Race and College Admission

During final arguments in the civil suit against Harvard over its use of race in its admission decisions, Harvard’s lawyers insisted that

plaintiffs had to prove admissions officers were motivated by racial animus….

This is a disingenuous argument, though. Racial animus isn’t necessary to get a disparate impact ruling.  With disparate impact established in the courts, for the time being, it’s clear that racial animus doesn’t have to be proved in Harvard’s bias case, either.

The Harvard lawyers weren’t through, though.

Harvard’s lawyers said race is only used as a preference among the most competitive applicants, in the same way exceptional musical talent can make a difference in admissions.

Here is the lie of the Harvard personnel. They deny race plays a role, yet they admit using race to play a role.

Beyond that, applicants’ musical talent (for instance) is entirely under those applicants’ control to acquire. Their race, however, is an accident of birth over which they have no control.  It’s an entirely irrelevant and valueless characteristic in determining merit.

Federal Reserve Bank Regulations

The current iteration of the Federal Reserve Bank Board of Governors, with several President Donald Trump appointees, is proposing a rule that would significantly ease the amount of cash big banks must keep on hand to cover bills due within 30 days.  The savings from this are expected to aggregate to $77 billion per year—not a lot compared to the total of liquid assets held by those banks already.
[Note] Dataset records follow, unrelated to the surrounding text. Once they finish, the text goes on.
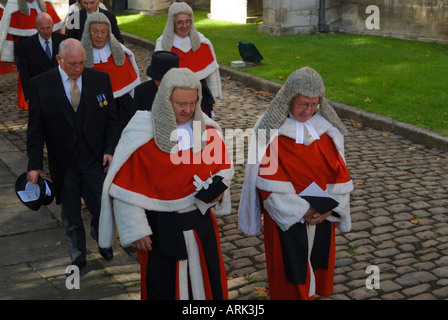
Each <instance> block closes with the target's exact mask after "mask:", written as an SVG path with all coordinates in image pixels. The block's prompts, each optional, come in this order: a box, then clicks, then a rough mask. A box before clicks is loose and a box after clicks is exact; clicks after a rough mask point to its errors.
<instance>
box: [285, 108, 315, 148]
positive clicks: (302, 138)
mask: <svg viewBox="0 0 448 320" xmlns="http://www.w3.org/2000/svg"><path fill="white" fill-rule="evenodd" d="M289 116H290V118H291V119H294V120H295V122H296V143H298V144H303V143H304V141H305V128H306V129H307V130H308V132H309V133H310V135H311V137H313V139H314V140H318V139H320V137H319V135H318V134H317V131H316V129H314V126H313V124H312V123H311V122H310V121H309V120H307V121H306V122H299V121H297V120H296V119H295V118H294V117H293V115H292V114H291V113H289Z"/></svg>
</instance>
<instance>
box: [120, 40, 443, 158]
mask: <svg viewBox="0 0 448 320" xmlns="http://www.w3.org/2000/svg"><path fill="white" fill-rule="evenodd" d="M122 35H123V37H124V38H125V39H126V41H127V42H130V43H132V44H134V45H137V46H140V47H142V48H145V49H148V50H149V51H154V48H155V44H154V43H153V42H151V41H149V40H146V39H143V38H141V37H139V36H136V35H133V34H129V33H126V32H122ZM219 68H220V73H221V76H223V77H231V78H232V80H236V81H239V82H241V83H243V84H245V85H246V86H248V87H251V88H253V89H255V90H260V91H265V92H268V93H271V94H276V93H277V92H278V90H279V89H280V88H281V87H282V85H281V84H279V83H275V82H273V81H269V80H266V79H263V78H261V77H257V76H253V75H251V74H248V73H245V72H242V71H238V70H234V69H232V68H230V67H227V66H223V65H219ZM330 104H331V105H332V106H333V108H334V109H335V110H336V112H337V113H338V115H339V116H340V117H341V118H344V119H350V120H355V121H357V122H359V123H361V124H362V125H363V126H364V127H370V128H374V129H377V130H387V131H389V132H392V133H394V134H397V135H401V136H403V137H406V138H408V139H409V140H411V141H413V142H415V143H418V144H422V145H424V146H426V147H428V148H438V149H441V150H444V151H448V137H444V136H441V135H439V134H437V133H435V132H433V131H430V130H427V129H423V128H419V127H417V126H414V125H411V124H408V123H404V122H400V121H397V120H394V119H392V118H390V117H386V116H382V115H378V114H375V113H371V112H367V111H363V110H360V109H357V108H355V107H351V106H348V105H345V104H343V103H339V102H333V101H330Z"/></svg>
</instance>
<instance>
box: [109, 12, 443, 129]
mask: <svg viewBox="0 0 448 320" xmlns="http://www.w3.org/2000/svg"><path fill="white" fill-rule="evenodd" d="M117 19H118V22H119V26H120V29H121V30H123V31H125V32H128V33H132V34H135V35H138V36H141V37H143V38H146V39H148V40H151V41H153V42H155V40H156V39H157V38H158V37H159V36H160V35H161V34H162V32H163V29H164V27H165V24H166V20H167V15H166V14H164V15H155V16H148V15H118V16H117ZM195 26H196V28H197V29H198V30H199V31H200V32H202V33H203V34H204V35H205V36H206V37H207V38H209V39H210V41H211V42H212V43H213V46H214V49H215V52H216V56H217V59H218V62H219V63H221V64H223V65H226V66H230V62H231V61H234V60H241V57H240V55H239V53H238V46H237V44H238V41H248V42H253V43H254V44H255V46H256V47H257V48H258V50H259V51H260V52H261V54H262V55H263V57H264V59H263V60H262V62H261V64H260V65H258V66H256V67H253V68H246V69H242V71H244V72H248V73H250V74H253V75H256V76H259V77H262V78H265V79H267V80H271V81H275V82H278V83H284V81H285V80H286V78H287V77H288V76H289V74H291V73H292V72H293V71H294V70H296V69H299V68H301V67H304V66H309V67H312V68H314V69H316V70H317V71H318V72H319V73H320V74H321V75H322V77H323V79H324V82H325V85H326V96H327V98H328V99H330V100H333V101H337V102H342V103H345V104H347V105H351V106H354V107H357V108H359V109H362V110H365V111H370V112H374V113H377V114H382V115H385V116H389V117H392V118H394V119H396V120H398V121H403V122H407V123H410V124H414V125H417V126H420V127H423V128H426V129H429V130H432V131H435V132H437V133H439V134H442V135H444V136H448V107H447V101H448V46H446V45H442V44H438V43H423V42H418V41H409V40H400V39H393V38H386V37H377V36H359V35H349V34H326V35H321V34H309V35H298V36H282V37H276V36H270V35H266V34H261V33H259V32H258V24H236V23H230V22H222V21H214V20H211V19H208V18H207V11H201V10H196V11H195ZM240 70H241V69H240Z"/></svg>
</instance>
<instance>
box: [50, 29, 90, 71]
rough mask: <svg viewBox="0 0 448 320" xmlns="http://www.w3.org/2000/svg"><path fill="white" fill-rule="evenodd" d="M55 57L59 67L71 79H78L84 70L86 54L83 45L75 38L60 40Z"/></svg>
mask: <svg viewBox="0 0 448 320" xmlns="http://www.w3.org/2000/svg"><path fill="white" fill-rule="evenodd" d="M56 59H57V60H58V63H59V66H60V67H61V69H62V70H64V72H65V73H66V74H67V75H68V76H69V77H70V78H71V79H78V78H79V77H80V76H81V74H82V72H83V71H84V66H85V64H86V54H85V51H84V47H83V46H82V44H81V42H80V41H79V40H77V39H73V38H68V39H65V40H64V41H62V42H61V44H60V45H59V53H58V55H57V56H56Z"/></svg>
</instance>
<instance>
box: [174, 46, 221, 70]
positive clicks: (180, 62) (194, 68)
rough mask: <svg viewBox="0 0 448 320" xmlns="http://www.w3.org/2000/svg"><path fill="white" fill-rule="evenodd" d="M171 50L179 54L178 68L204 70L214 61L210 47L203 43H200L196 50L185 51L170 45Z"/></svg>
mask: <svg viewBox="0 0 448 320" xmlns="http://www.w3.org/2000/svg"><path fill="white" fill-rule="evenodd" d="M171 51H172V52H174V53H177V54H178V55H179V68H188V69H190V70H191V71H193V72H198V71H201V70H204V69H205V68H206V67H207V66H208V65H209V64H210V63H212V62H213V61H214V59H213V54H212V52H211V51H210V48H209V46H208V45H206V44H205V43H201V46H200V47H199V49H198V50H196V51H193V50H190V51H188V52H187V53H185V52H183V51H181V50H179V49H177V48H175V47H172V48H171Z"/></svg>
There is a rumbling, though.  An Obama appointee to the BoG, Lael Brainard, is objecting to the regulatory easing.

She added that banks are “providing ample credit and earning ample profits” under current liquidity requirements.

Yep. There it is again.  “I do think at a certain point you’ve made enough money. …you can just keep on making it if you’re providing a good product or providing good service.”

Because the Progressive-Democrat Fed Governor knows better what constitutes sufficient profit and what “good” service is; market participants’ views are unimportant, and she does not hear them.